FDR as the feature selection technique performed very similar to MI. In case of unigrams, it increased the performance of the classifier compared with MI from the baseline (81.7%–80.4%). Using the combination of RSUMM and FDR, we obtain the highest accuracy of 86.7% and 84.5% with unigrams and bigrams, respectively. There is an increase in the accuracy values of about 9%, 21%, and 10% for each feature representation, respectively, from the baseline. There is a slight drop in the accuracy values when the combination unigrams and bigrams are used as features compared with unigrams and bigrams in isolation.

7 Conclusions and future work

We focused on subjective feature extraction, the key component in document sentiment classification. We followed a two-step filtering methodology to mine subjective portions in a document. We used RSUMM to obtain the subjective excerpt of a document by estimating subjectivity at the sentence level. We then applied well-known feature selection methods on the subjective excerpt to obtain the final feature set. The major contributions of this work are:

  1. 1.

    We explored various subjective feature extraction methodologies in sentiment classification and their limitations.

  2. 2.

    We attempted to minimize resource dependency or complex patterns in subjective feature extraction.

  3. 3.

    We developed a simple and statistical methodology called RSUMM to extract subjectivity in a document.

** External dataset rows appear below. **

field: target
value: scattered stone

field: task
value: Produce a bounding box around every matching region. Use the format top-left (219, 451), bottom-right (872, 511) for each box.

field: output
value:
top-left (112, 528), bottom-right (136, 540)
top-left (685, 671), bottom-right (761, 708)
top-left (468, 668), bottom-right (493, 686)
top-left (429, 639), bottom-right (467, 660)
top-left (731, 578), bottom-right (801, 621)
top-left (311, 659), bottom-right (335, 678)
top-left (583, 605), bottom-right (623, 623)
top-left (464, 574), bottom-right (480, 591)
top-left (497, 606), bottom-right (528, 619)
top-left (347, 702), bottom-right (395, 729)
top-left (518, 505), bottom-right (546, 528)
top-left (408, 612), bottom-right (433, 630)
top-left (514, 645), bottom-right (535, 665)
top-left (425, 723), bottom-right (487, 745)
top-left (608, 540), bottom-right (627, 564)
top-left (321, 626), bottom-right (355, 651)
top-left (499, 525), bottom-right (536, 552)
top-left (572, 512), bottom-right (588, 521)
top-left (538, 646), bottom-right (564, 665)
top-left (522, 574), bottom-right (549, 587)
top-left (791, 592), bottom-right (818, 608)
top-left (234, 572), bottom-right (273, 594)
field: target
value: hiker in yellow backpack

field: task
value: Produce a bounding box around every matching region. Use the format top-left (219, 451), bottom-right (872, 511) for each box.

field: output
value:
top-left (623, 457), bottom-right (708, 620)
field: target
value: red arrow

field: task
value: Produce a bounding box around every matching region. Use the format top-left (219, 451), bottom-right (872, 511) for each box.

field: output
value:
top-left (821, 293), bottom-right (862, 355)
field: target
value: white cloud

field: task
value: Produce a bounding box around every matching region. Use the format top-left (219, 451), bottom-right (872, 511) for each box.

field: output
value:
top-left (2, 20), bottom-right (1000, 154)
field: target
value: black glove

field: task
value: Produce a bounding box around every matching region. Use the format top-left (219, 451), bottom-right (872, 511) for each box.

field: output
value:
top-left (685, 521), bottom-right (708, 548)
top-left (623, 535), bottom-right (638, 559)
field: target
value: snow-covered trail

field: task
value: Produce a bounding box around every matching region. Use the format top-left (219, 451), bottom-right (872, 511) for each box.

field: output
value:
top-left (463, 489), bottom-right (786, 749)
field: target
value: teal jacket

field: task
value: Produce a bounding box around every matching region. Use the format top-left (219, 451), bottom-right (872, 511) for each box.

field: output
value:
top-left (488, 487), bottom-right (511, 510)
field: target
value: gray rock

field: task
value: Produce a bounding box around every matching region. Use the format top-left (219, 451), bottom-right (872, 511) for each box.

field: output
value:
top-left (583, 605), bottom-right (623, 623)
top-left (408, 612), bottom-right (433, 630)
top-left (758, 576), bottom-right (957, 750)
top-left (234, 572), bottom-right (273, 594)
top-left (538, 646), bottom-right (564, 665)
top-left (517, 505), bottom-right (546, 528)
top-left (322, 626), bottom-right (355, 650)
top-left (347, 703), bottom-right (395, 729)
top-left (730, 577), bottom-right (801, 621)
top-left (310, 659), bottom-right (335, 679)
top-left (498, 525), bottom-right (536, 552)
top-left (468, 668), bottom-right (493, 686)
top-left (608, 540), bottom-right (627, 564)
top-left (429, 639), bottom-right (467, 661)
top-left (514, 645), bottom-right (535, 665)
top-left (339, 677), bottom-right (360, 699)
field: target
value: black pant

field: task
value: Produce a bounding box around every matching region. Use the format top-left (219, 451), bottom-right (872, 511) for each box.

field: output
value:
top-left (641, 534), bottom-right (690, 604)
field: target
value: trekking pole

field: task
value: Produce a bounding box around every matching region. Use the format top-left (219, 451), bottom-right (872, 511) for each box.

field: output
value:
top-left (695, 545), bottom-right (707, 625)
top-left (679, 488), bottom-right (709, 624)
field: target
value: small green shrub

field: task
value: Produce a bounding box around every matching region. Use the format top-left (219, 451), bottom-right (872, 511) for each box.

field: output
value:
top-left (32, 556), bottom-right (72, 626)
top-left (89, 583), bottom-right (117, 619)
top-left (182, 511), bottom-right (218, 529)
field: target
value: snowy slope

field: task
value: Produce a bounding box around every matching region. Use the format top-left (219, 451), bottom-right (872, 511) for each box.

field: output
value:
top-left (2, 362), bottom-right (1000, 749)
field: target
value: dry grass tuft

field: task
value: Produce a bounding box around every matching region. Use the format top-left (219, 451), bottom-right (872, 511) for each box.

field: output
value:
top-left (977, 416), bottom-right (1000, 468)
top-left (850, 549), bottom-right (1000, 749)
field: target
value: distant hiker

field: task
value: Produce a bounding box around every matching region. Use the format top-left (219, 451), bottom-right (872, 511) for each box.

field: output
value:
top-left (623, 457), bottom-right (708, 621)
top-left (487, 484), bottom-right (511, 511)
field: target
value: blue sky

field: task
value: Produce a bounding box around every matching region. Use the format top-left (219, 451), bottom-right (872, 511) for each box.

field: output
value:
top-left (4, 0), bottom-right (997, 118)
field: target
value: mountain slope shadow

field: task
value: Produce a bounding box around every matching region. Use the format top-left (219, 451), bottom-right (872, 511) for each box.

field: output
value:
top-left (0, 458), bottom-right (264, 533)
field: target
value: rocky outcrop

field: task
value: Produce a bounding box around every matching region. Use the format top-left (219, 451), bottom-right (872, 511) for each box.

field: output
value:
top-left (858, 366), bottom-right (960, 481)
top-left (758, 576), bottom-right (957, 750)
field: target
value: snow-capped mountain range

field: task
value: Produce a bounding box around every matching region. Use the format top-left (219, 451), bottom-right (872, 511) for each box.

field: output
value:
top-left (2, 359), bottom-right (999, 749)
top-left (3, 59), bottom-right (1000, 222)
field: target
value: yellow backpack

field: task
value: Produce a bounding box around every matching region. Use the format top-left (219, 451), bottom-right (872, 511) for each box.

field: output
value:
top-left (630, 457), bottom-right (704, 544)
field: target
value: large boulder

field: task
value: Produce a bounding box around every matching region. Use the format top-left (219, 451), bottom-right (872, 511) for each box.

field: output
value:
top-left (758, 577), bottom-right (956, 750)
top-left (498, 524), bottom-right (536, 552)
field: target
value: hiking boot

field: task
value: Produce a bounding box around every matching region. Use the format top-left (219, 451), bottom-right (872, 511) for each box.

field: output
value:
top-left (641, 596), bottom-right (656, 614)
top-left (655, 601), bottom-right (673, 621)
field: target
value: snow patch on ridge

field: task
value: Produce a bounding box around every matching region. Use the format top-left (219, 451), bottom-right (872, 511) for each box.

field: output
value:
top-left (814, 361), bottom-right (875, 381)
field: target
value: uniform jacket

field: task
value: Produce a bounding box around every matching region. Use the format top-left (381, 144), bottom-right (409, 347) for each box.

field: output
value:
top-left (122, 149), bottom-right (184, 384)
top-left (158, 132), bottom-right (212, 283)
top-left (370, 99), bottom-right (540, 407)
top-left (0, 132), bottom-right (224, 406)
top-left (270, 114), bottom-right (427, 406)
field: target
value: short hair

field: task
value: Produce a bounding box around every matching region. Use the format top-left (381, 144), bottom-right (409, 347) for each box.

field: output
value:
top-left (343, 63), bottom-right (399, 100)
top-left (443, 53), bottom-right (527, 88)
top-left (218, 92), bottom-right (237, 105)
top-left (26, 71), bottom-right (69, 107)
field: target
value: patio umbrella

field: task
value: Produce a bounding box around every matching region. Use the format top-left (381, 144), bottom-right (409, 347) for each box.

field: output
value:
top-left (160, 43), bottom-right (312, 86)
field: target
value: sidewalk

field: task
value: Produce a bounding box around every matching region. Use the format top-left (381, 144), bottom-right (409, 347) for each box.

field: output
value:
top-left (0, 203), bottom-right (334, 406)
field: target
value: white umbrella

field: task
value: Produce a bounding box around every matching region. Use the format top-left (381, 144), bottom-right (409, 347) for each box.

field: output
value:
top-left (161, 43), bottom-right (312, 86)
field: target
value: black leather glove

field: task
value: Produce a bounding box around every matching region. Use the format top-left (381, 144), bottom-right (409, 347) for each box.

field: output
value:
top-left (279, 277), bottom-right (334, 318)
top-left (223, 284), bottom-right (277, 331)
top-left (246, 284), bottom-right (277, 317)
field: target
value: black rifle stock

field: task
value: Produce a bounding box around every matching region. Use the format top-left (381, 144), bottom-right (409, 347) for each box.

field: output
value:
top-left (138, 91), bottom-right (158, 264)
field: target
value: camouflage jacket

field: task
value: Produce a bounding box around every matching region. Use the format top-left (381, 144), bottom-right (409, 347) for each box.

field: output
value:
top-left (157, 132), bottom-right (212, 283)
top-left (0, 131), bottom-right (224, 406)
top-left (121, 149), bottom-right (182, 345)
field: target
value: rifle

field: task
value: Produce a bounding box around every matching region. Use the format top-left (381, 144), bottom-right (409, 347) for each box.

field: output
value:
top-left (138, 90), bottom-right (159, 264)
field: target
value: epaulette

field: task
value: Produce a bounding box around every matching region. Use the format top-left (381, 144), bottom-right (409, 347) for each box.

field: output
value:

We explored several resource-independent or language-independent subjective feature extraction methods from the literature. We used techniques similar to the vector space model in RSUMM to estimate the subjectivity of each sentence. To the best of our knowledge, use of techniques similar to the vector space model for extracting subjective features has not yet been proposed in the literature. Based on our experimental results, we conclude that subjective feature extraction is possible with minimum use of linguistic resources. We explored two frequency-based metrics (ADF and ASM) and used them in RSUMM to estimate subjectivity. We then applied two well-known feature selection methods (MI and FDR) on the subjective excerpt of RSUMM.

Our work can be considered as a building block for analyzing sentiment with minimal usage of linguistic resources and no complex patterns. In the future, we need to explore different metrics to extract subjectivity, and conduct experiments. As feature selection methods have proved critical in the performance of classification, we need to explore more novel methods for selecting features.